@hackage gl-block1.0

OpenGL standard memory layouts

gl-block

Using

Primitive types should have the Block instance. With that in place, you can build structures and get Storable instances derived generically, according to intented usage.

import GHC.Generics (Generic)
import Graphics.Gl.Block (Block, Packed(..), Std140(..), Std430(..))

-- | Attribute streams can be packed tightly together
data VertexAttrs = VertexAttrs
  { color :: Vec4
  , texCoords :: Vec2
  }
  deriving stock (Eq, Ord, Show, Generic) -- The regular stuff and Generic
  deriving anyclass Block -- The layout class, with Generic defaults
  deriving Storable via (Packed VertexAttrs) -- Free goodies!

-- | Uniform data require jumping through padding and alignment flaming hoop.
-- You can use derive-storable-plugin or hs2c instead, but there are gotchas.
data SceneUniform = SceneUniform
  { projection :: Mat4
  , viewPosition :: Vec3 -- Here comes the jazz
  , viewDirection :: Vec3
  }
  deriving stock (Eq, Ord, Show, Generic)
  deriving anyclass Block
  deriving Storable via (Std140 VertexAttrs) -- With comfy padding

-- | Shader buffer objects are less vacuous, but the rules are specific to the domain.
data Material = Material
  { baseColor :: Vec4
  , metallicRoughness :: Vec2
  , emission :: Vec4
  }
  deriving stock (Eq, Ord, Show, Generic)
  deriving anyclass Block
  deriving Storable via (Std430 VertexAttrs) -- Less alignment, less calculations

Benchmarks

The benchmark consists of filling a Storable vector.

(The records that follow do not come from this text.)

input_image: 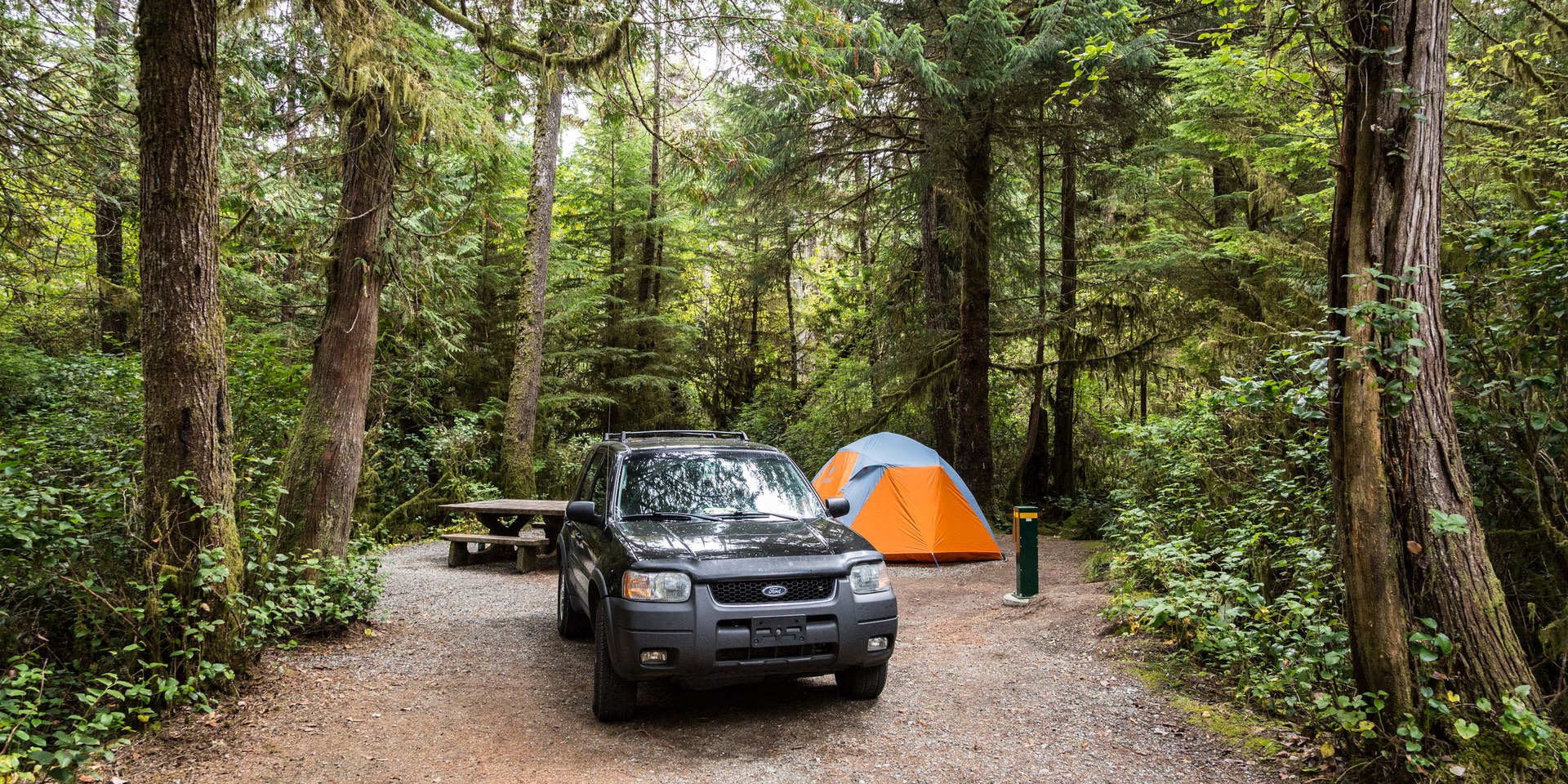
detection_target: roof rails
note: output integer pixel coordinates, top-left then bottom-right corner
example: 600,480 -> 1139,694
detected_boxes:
604,430 -> 751,442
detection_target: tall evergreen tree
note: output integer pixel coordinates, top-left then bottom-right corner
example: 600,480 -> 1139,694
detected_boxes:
136,0 -> 245,677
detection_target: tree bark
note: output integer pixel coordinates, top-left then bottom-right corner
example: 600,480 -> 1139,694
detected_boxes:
278,91 -> 397,559
1018,127 -> 1050,501
953,127 -> 992,510
637,3 -> 665,305
136,0 -> 245,677
1050,141 -> 1079,520
92,0 -> 128,353
920,177 -> 956,462
501,56 -> 564,499
1328,0 -> 1541,716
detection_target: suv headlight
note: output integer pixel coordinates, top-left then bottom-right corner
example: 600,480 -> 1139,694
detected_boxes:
621,569 -> 692,602
850,561 -> 892,593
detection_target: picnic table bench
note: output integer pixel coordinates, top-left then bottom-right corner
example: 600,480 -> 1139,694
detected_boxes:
441,499 -> 566,574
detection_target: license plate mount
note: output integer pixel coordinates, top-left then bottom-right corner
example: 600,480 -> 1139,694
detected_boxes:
751,615 -> 806,648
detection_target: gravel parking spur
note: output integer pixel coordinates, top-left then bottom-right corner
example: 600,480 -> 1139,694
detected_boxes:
105,538 -> 1292,784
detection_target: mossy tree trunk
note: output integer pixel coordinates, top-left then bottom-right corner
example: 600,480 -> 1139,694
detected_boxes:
278,89 -> 397,557
136,0 -> 245,677
1328,0 -> 1539,716
1050,140 -> 1079,520
501,56 -> 564,499
92,0 -> 130,353
920,177 -> 958,462
951,121 -> 994,510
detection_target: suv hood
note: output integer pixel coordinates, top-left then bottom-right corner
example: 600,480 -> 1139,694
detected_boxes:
617,519 -> 875,561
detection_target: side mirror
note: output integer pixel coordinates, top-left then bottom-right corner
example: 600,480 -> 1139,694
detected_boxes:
566,500 -> 604,525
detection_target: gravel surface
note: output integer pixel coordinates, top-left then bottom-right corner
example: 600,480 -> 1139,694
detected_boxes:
114,539 -> 1283,784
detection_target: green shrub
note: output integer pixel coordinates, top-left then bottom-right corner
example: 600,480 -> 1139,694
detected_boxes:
0,354 -> 380,781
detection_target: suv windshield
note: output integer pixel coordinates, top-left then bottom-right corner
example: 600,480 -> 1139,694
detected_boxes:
617,452 -> 822,519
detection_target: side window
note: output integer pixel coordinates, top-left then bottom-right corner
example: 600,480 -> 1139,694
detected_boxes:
588,452 -> 610,514
572,452 -> 604,501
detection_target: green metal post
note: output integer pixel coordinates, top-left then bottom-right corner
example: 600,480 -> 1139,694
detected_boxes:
1002,506 -> 1040,607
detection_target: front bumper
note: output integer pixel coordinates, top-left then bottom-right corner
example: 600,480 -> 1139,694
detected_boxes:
608,577 -> 898,687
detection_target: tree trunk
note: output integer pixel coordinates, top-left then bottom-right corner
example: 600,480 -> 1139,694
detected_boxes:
1050,141 -> 1079,520
278,91 -> 397,557
501,60 -> 564,499
92,0 -> 128,353
637,3 -> 665,309
920,179 -> 955,462
953,127 -> 992,510
784,220 -> 800,392
1328,0 -> 1541,716
136,0 -> 245,677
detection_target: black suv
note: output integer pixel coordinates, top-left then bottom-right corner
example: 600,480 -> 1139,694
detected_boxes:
555,431 -> 898,721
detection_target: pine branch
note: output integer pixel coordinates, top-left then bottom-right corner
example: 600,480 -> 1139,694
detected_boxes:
421,0 -> 637,74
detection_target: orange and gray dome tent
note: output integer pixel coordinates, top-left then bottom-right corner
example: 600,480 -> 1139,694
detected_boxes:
811,433 -> 1002,563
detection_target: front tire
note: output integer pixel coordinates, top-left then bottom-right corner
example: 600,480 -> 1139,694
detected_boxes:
555,563 -> 593,639
593,600 -> 637,721
833,662 -> 888,699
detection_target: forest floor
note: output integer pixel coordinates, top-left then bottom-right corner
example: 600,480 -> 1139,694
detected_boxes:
114,538 -> 1300,784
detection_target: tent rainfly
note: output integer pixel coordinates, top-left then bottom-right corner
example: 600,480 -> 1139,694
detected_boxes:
811,433 -> 1002,563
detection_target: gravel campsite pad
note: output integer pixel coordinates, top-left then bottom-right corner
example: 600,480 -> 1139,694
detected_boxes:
116,539 -> 1284,784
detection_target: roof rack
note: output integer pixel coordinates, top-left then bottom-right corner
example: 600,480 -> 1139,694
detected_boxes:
604,430 -> 751,441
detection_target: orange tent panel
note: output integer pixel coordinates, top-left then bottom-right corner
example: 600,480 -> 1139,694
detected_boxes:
835,458 -> 1002,561
811,450 -> 861,499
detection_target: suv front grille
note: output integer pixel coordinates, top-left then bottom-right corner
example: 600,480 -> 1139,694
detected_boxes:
709,577 -> 837,604
714,643 -> 839,662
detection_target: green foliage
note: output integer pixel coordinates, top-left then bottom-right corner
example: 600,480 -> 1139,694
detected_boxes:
0,354 -> 380,781
1106,354 -> 1353,715
1106,351 -> 1568,774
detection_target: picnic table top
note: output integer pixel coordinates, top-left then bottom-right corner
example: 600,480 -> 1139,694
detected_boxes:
441,499 -> 566,516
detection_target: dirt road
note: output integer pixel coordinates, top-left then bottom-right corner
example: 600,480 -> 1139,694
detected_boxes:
116,539 -> 1281,784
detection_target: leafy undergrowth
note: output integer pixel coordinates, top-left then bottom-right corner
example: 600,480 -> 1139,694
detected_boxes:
0,354 -> 381,782
1094,353 -> 1568,781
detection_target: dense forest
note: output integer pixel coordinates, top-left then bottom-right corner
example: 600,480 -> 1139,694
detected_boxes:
0,0 -> 1568,781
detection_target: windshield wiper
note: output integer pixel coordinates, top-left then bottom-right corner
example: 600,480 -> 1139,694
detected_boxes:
719,511 -> 800,522
621,511 -> 724,522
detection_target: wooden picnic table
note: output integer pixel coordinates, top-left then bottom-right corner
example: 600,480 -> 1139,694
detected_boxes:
441,499 -> 566,572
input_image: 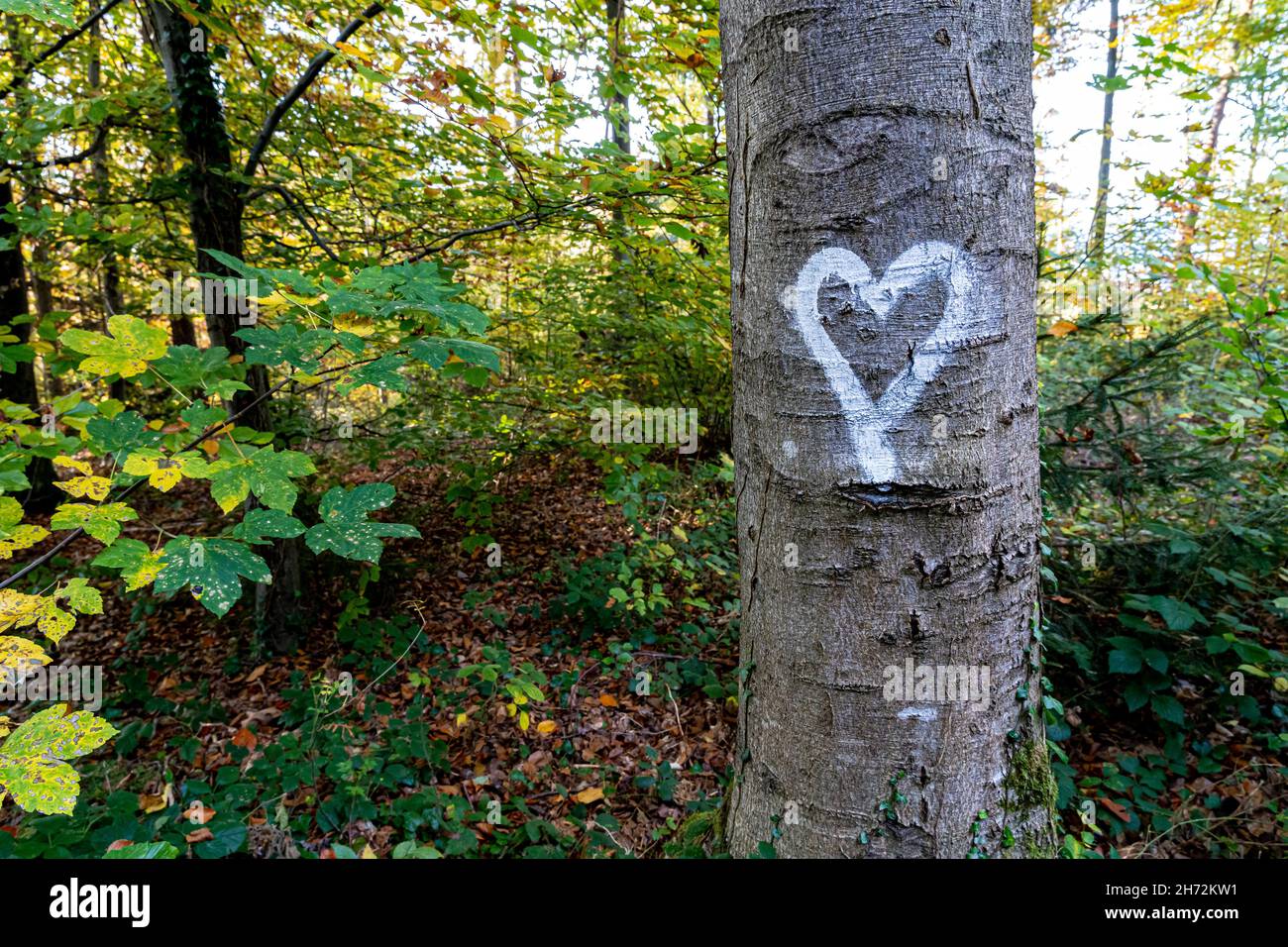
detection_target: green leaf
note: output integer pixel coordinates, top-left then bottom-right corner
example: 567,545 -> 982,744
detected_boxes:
0,0 -> 76,26
237,323 -> 336,373
232,507 -> 304,545
90,539 -> 164,591
304,483 -> 420,562
1149,694 -> 1185,724
209,447 -> 314,513
0,703 -> 116,815
85,411 -> 155,454
49,502 -> 139,546
335,356 -> 407,394
152,536 -> 273,618
1127,595 -> 1208,631
56,578 -> 103,614
152,346 -> 236,390
59,316 -> 166,377
103,841 -> 179,860
407,336 -> 501,372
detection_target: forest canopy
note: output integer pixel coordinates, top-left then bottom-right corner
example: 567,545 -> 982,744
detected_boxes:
0,0 -> 1288,876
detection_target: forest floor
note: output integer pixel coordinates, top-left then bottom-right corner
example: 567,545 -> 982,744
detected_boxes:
8,456 -> 1288,857
32,458 -> 737,857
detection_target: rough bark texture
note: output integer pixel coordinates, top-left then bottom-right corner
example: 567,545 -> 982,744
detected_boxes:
720,0 -> 1053,857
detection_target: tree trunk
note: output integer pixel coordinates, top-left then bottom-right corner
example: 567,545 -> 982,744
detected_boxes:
720,0 -> 1053,857
1087,0 -> 1118,269
1180,64 -> 1239,258
149,0 -> 271,430
149,0 -> 309,651
604,0 -> 635,355
89,3 -> 129,402
0,180 -> 61,511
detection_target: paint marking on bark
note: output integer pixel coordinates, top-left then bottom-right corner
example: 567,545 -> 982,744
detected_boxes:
782,241 -> 999,484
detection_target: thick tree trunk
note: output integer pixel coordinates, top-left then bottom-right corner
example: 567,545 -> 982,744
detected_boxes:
149,0 -> 271,430
0,180 -> 60,511
149,0 -> 303,651
720,0 -> 1053,857
1087,0 -> 1118,268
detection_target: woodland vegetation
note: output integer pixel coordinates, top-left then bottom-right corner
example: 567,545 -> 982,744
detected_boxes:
0,0 -> 1288,858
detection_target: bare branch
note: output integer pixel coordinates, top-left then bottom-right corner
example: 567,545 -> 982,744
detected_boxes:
242,3 -> 385,177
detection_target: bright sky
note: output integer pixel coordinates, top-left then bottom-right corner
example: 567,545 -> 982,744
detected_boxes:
1033,0 -> 1270,249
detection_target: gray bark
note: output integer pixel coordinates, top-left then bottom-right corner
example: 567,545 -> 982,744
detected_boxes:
720,0 -> 1053,857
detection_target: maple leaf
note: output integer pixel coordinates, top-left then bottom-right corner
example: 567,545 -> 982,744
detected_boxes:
90,539 -> 164,591
58,316 -> 166,377
304,483 -> 420,562
209,447 -> 316,513
152,536 -> 273,618
49,502 -> 139,546
121,447 -> 210,493
0,703 -> 116,815
54,458 -> 112,501
0,496 -> 49,559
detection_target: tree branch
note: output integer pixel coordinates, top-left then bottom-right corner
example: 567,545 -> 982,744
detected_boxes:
0,0 -> 121,99
242,0 -> 385,177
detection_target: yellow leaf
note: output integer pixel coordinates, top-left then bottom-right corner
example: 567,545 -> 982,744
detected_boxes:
54,456 -> 94,476
0,635 -> 52,677
54,476 -> 112,500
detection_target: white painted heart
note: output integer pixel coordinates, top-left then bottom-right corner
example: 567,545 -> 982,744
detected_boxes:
783,241 -> 997,484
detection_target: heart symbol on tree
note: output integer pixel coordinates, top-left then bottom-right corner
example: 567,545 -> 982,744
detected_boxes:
783,241 -> 997,483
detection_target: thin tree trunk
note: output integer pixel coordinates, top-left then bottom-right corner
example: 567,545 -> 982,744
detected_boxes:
720,0 -> 1053,857
1179,64 -> 1239,257
89,3 -> 129,402
1089,0 -> 1118,269
604,0 -> 632,352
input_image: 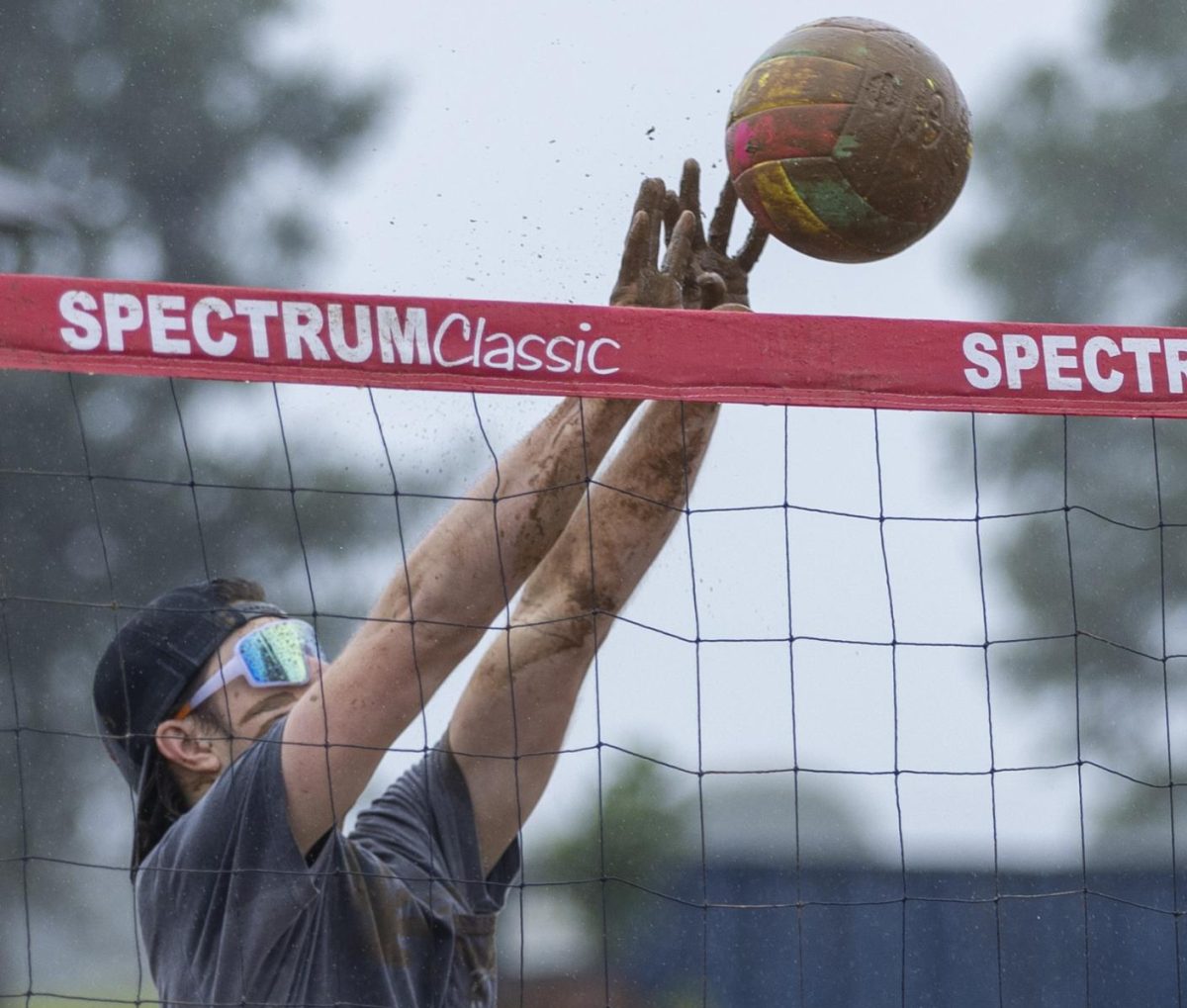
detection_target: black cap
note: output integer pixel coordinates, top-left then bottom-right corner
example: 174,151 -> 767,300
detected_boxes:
94,580 -> 285,873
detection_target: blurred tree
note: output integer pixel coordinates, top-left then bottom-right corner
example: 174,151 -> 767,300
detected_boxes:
972,0 -> 1187,840
0,0 -> 416,1003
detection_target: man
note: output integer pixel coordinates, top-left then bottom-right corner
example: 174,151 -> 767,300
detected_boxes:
95,162 -> 761,1006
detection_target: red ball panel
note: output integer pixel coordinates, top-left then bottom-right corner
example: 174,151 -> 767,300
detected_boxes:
725,105 -> 853,176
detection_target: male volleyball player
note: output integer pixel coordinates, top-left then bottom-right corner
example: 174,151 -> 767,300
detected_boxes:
95,164 -> 761,1006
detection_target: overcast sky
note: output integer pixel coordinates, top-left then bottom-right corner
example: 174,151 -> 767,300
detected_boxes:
250,0 -> 1111,860
277,0 -> 1097,319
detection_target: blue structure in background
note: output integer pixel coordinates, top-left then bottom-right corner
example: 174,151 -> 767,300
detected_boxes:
611,862 -> 1187,1008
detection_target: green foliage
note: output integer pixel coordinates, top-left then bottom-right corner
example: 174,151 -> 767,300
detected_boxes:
0,0 -> 397,995
529,759 -> 696,948
972,0 -> 1187,835
0,0 -> 381,285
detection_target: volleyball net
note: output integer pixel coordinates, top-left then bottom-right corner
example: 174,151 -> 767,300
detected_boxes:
0,275 -> 1187,1008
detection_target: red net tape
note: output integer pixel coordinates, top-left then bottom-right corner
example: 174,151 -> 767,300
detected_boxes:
0,275 -> 1187,416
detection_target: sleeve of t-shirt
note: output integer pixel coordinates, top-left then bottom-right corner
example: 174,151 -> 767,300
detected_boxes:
350,746 -> 520,914
137,718 -> 319,964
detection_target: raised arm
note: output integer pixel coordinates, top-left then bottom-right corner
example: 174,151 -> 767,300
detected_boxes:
283,179 -> 687,850
449,161 -> 761,871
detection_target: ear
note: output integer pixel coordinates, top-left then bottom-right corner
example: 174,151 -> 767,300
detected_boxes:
155,717 -> 224,777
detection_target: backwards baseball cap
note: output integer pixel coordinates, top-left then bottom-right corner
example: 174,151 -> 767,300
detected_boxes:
94,579 -> 286,875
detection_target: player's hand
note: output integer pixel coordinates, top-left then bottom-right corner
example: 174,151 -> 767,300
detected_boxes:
610,178 -> 696,308
664,158 -> 767,309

  • Packed layout is on par with manual instances.
  • Std140 is slower, but not catastrophically so.
  • Std430 seems to regain some performance due to being a tad simpler.

There's only one "manual" case standing for all the layouts since it would only be different in pointer offsets. And no way in hell I'm going to calculate them by hand!

  struct
    10
      manual: OK (2.26s)
        60.6 ns ± 5.4 ns
      packed: OK (1.21s)
        63.7 ns ± 5.8 ns
      std140: OK (1.19s)
        256  ns ±  26 ns
      std430: OK (0.13s)
        269  ns ±  24 ns
    1000
      manual: OK (1.95s)
        3.34 μs ± 244 ns
      packed: OK (1.96s)
        3.34 μs ± 235 ns
      std140: OK (1.97s)
        6.70 μs ± 425 ns
      std430: OK (1.44s)
        4.89 μs ±  93 ns
    1000000
      manual: OK (2.59s)
        2.22 ms ± 176 μs
      packed: OK (1.50s)
        2.47 ms ±  24 μs
      std140: OK (2.70s)
        4.54 ms ± 431 μs
      std430: OK (1.08s)
        3.28 ms ± 244 μs

Caveat: nested structures have degraded performance.